Und das Bündnis 90 trägt den Fragebogen trotz aller datenrechtlichen Bedenken mit?

Ja. Ich wäre wirklich dankbar, wenn mir jemand mal verrät, wie man mit diesem Problem auf eine andere Weise umgehen kann. Wir haben, wenn man rechtsstaatliche Grundsätze anlegt, natürlich ein sehr feines Instrumentarium in der Hand, das aber nicht für die Bedingungen hier gemacht worden ist. Manchmal ist es, als ob man mit einem filigranen Besteck ein ganz zähes Steak zerschneiden wollte.

Das Bundesfinanzministerium drückt darauf, daß sich das Zahlenverhältnis LehrerInnen/SchülerInnen in der ehemaligen DDR schnell dem altbundesrepublikanischen anpaßt. Das bedeutet doch im Klartext die Entlassung von Tausenden von LehrerInnen. Wie viele Lehrerinnen und Lehrer müssen in Brandenburg in der nächsten Zeit mit ihrer Entlassung rechnen?

Im Moment ist dieser Druck gar nicht so massiv. Es gibt Empfehlungen der Clearingstelle, die auf Untersuchungen der Kultusministerkonferenz beruhen. Dort ist eindeutig die Aussage enthalten, daß eine realistische Bedarfsermittlung für Lehrerstellen in den fünf neuen Ländern im Moment gar nicht durchführbar ist.

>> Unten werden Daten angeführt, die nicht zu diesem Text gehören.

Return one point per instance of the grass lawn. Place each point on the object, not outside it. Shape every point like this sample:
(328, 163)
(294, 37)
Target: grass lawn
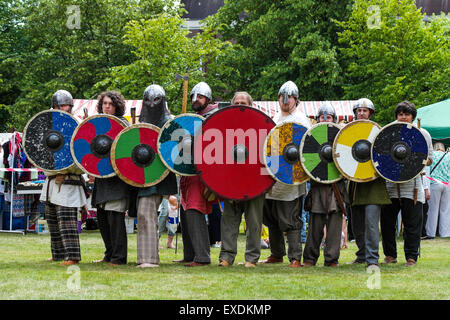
(25, 274)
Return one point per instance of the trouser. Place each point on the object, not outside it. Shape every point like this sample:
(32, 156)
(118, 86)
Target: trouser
(439, 208)
(425, 218)
(147, 230)
(194, 231)
(229, 226)
(332, 250)
(412, 225)
(163, 222)
(365, 221)
(214, 224)
(63, 227)
(284, 217)
(114, 235)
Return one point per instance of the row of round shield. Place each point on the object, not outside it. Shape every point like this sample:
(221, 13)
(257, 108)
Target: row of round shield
(360, 151)
(143, 154)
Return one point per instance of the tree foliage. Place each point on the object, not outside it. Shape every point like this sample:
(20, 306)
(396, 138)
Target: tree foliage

Dazu braucht man unter anderem auch genaue Vorstellungen darüber, welche Schultypen sich mehrheitlich im Land entwickeln werden. Deshalb bin ich mit Zahlen sehr zurückhaltend. Wir werden natürlich im nächsten Jahr schon abbauen müssen. Aber das hält sich noch in Grenzen.

Vor dem Landtag haben Sie die Zahl 4.500 genannt...

Zu einem guten Teil werden das Vorruheständler sein. Und dann wird es natürlich auch Entlassungen im Zusammenhang mit den Fragebögen geben. Ansonsten ist es mein Ziel, bis zum Frühjahr, wenn der endgültige Haushalt verabschiedet wird, präziser sagen zu können, wie der vorläufige Bedarf ist. Wir können jetzt ja nicht einfach beliebig Schulen zusammenlegen, um auf die Bundesdurchschnittszahlen zu kommen.